YourCentralValley.com | KSEE24 and CBS47

Valley farmworker father gets green card after 12 year wait

FRESNO, Calif. (KSEE/KGPE) – A farmworker father is celebrating Hispanic Heritage Month with a new green card after a 12-year wait in Mexico. The Michoacan native has been back in Fresno for less than 2 weeks.

“I still can’t believe it,” shared Luis Roa Miranda in Spanish. 

“That is incredible that this couple stayed together,” his lawyer, Jeremy Clason, said of Roa’s long-distance marriage to Maribel Arellano Ramos. “It gives you a good feeling to know you’re helping families stay together.”

“It was so hard to be away from him, raising my kids here,” said Arellano.

She’s a U.S citizen, and when she married Roa in 2006, another lawyer told him he needed to do the immigration interview in Juarez, Mexico.

The problem was he had entered the country illegally on two separate occasions. Because of that, the U.S. government banned him for 10 years.

“He would’ve never gone down there had he spoken to a lawyer who knew what they were talking about,” said Clason, who took the case four years ago. 

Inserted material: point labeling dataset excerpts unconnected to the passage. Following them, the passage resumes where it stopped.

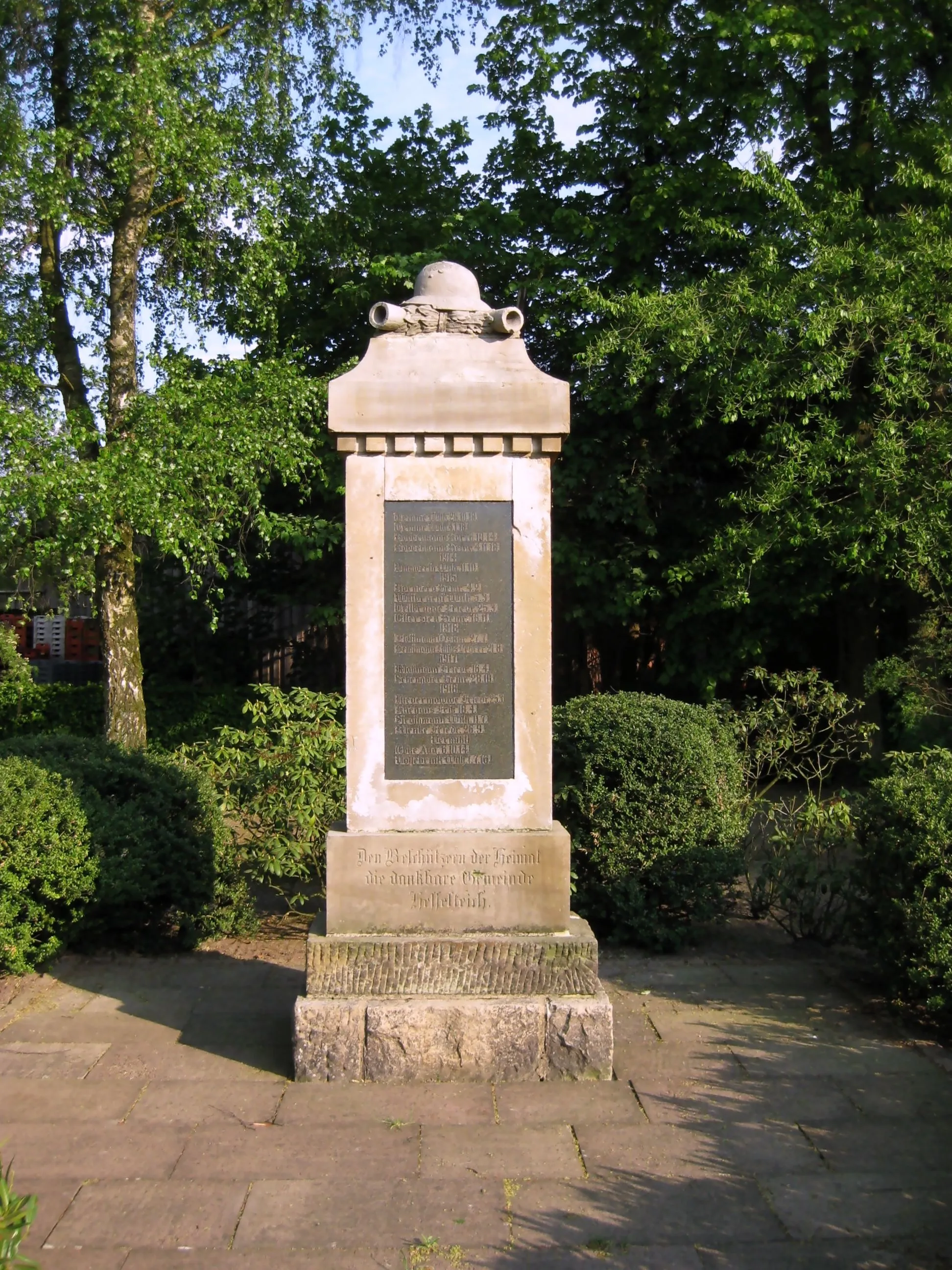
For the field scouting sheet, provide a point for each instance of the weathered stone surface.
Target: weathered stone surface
(455, 1039)
(329, 1039)
(393, 883)
(579, 1038)
(406, 1039)
(374, 802)
(485, 964)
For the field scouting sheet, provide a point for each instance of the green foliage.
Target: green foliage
(798, 730)
(167, 863)
(919, 684)
(904, 867)
(649, 200)
(48, 874)
(17, 1216)
(792, 736)
(185, 714)
(829, 350)
(51, 708)
(190, 473)
(282, 782)
(653, 795)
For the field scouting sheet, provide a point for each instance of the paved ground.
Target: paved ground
(762, 1117)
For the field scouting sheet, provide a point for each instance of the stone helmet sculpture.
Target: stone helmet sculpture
(446, 299)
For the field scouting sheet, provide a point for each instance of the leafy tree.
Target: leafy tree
(844, 93)
(361, 219)
(138, 138)
(831, 350)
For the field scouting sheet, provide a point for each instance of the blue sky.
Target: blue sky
(397, 85)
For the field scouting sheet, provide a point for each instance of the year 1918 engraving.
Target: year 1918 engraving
(449, 630)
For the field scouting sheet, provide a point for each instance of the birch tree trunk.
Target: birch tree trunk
(116, 567)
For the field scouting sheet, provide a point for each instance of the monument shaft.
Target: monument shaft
(450, 952)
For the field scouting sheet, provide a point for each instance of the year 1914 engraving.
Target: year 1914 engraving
(449, 630)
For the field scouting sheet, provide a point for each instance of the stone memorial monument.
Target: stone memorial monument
(450, 951)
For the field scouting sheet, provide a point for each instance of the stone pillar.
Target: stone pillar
(450, 951)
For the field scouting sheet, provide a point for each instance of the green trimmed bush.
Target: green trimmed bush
(282, 779)
(48, 873)
(651, 792)
(167, 863)
(904, 870)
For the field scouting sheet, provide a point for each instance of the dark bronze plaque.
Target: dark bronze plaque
(449, 630)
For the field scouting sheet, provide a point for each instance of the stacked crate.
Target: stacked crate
(51, 632)
(20, 625)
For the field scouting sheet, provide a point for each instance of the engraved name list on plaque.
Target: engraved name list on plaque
(449, 632)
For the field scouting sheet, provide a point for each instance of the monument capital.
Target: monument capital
(447, 375)
(449, 951)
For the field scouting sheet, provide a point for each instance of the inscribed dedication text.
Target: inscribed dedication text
(449, 630)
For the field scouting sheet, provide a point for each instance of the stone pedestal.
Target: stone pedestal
(453, 1007)
(450, 952)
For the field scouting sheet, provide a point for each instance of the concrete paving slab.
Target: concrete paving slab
(643, 1209)
(110, 1026)
(873, 1206)
(786, 1099)
(76, 1150)
(291, 1152)
(84, 1259)
(35, 1058)
(52, 1200)
(752, 1044)
(379, 1215)
(567, 1103)
(819, 1058)
(603, 1254)
(65, 1099)
(173, 1062)
(697, 1152)
(315, 1104)
(832, 1255)
(916, 1098)
(499, 1151)
(160, 1215)
(191, 1103)
(263, 1259)
(897, 1146)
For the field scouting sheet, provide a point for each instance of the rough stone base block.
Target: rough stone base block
(442, 966)
(408, 1039)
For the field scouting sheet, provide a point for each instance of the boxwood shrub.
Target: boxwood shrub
(167, 863)
(651, 792)
(904, 872)
(48, 873)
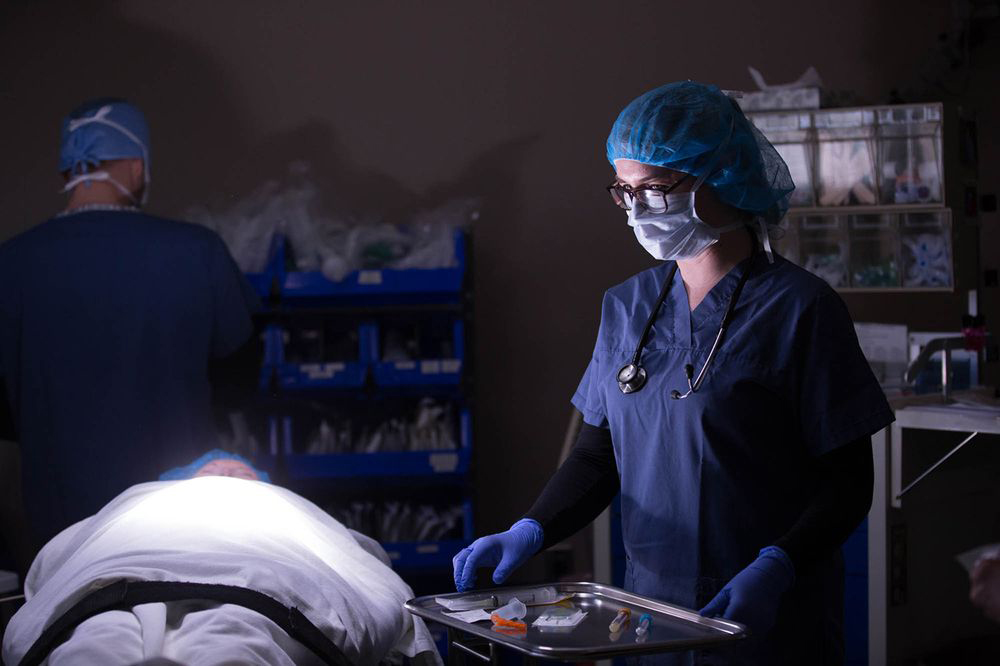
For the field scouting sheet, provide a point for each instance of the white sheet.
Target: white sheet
(226, 531)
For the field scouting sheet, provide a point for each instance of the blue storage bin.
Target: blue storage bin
(313, 374)
(377, 465)
(374, 285)
(424, 371)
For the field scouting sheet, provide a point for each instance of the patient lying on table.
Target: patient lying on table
(224, 530)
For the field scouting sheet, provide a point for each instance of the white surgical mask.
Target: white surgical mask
(677, 233)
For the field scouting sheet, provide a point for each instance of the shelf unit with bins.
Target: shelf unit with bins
(373, 344)
(868, 212)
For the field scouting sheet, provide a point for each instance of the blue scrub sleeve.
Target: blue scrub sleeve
(839, 398)
(589, 397)
(233, 301)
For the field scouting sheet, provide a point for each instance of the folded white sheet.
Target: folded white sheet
(225, 531)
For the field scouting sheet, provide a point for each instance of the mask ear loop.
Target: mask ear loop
(765, 239)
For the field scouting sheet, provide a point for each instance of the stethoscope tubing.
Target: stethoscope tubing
(635, 375)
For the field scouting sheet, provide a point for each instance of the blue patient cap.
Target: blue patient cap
(103, 129)
(188, 471)
(682, 125)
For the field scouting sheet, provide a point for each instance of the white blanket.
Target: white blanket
(225, 531)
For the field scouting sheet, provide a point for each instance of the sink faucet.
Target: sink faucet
(935, 345)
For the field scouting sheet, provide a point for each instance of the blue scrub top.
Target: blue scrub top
(108, 320)
(708, 481)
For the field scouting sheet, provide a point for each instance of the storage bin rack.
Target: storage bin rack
(297, 368)
(868, 211)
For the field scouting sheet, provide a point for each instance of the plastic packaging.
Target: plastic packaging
(874, 250)
(395, 522)
(431, 426)
(909, 146)
(560, 617)
(845, 164)
(791, 135)
(926, 249)
(512, 610)
(621, 619)
(335, 244)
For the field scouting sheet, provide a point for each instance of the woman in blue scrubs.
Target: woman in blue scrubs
(727, 398)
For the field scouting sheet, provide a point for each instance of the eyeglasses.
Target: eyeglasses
(651, 197)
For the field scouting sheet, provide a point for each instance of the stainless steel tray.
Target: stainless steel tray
(673, 628)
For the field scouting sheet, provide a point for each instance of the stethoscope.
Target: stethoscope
(632, 377)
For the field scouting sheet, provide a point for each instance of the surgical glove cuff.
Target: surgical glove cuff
(778, 564)
(531, 531)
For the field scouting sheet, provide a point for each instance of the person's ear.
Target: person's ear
(137, 174)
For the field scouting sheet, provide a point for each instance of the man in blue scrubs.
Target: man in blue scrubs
(109, 320)
(727, 398)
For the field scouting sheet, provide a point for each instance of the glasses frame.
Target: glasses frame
(619, 190)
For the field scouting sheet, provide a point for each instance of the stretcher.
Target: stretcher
(670, 628)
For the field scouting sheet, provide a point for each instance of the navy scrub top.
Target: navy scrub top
(108, 320)
(708, 481)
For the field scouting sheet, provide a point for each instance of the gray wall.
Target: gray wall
(399, 104)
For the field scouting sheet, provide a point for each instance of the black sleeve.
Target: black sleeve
(8, 430)
(844, 483)
(235, 378)
(580, 489)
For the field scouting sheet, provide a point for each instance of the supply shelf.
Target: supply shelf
(365, 400)
(319, 372)
(370, 285)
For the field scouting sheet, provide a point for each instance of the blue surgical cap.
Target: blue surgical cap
(188, 471)
(682, 125)
(103, 129)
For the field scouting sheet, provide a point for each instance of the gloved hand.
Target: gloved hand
(506, 551)
(753, 595)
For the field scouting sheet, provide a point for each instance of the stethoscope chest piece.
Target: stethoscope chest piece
(631, 378)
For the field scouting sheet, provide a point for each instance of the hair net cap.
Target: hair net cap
(682, 125)
(102, 129)
(188, 471)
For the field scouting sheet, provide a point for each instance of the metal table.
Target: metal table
(673, 628)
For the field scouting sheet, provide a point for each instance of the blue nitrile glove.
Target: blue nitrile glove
(506, 551)
(753, 595)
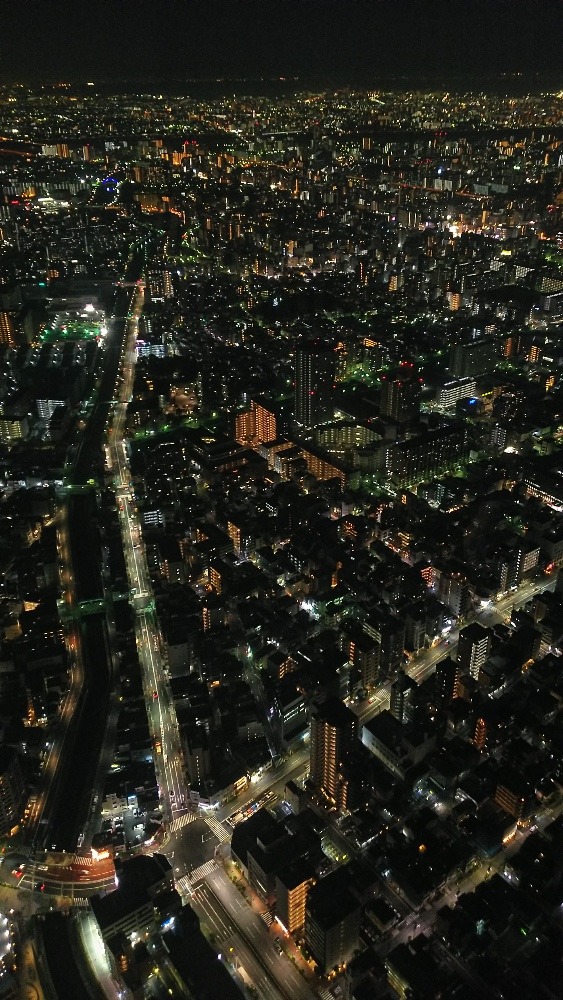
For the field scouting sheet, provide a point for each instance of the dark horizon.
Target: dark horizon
(344, 41)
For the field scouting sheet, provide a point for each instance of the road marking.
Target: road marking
(180, 821)
(186, 883)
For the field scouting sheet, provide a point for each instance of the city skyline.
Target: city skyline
(281, 527)
(325, 40)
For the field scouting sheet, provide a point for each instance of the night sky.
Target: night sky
(342, 40)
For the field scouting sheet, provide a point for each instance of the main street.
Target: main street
(158, 696)
(236, 925)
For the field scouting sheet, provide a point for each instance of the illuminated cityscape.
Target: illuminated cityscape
(281, 511)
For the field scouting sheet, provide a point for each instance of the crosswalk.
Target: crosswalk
(186, 883)
(180, 821)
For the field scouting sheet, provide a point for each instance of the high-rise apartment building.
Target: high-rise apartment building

Roa said being away from his family was hard; Maribel also works in the fields and would visit him every two years or so. Right now, his one-year-old thinks of him as a stranger.

When the 10 years were coming up, Covid hit and the case stalled for another two years. Plus, they had to clear his name and prove he had been in Mexico all along because someone was using his identity.

“The [immigration] officer thought he had multiple convictions for driving under the influence of alcohol, which was not the case,” said Clason. 

But after all that, Roa shared he’s ready to celebrate with his loved ones to make up for the lost time.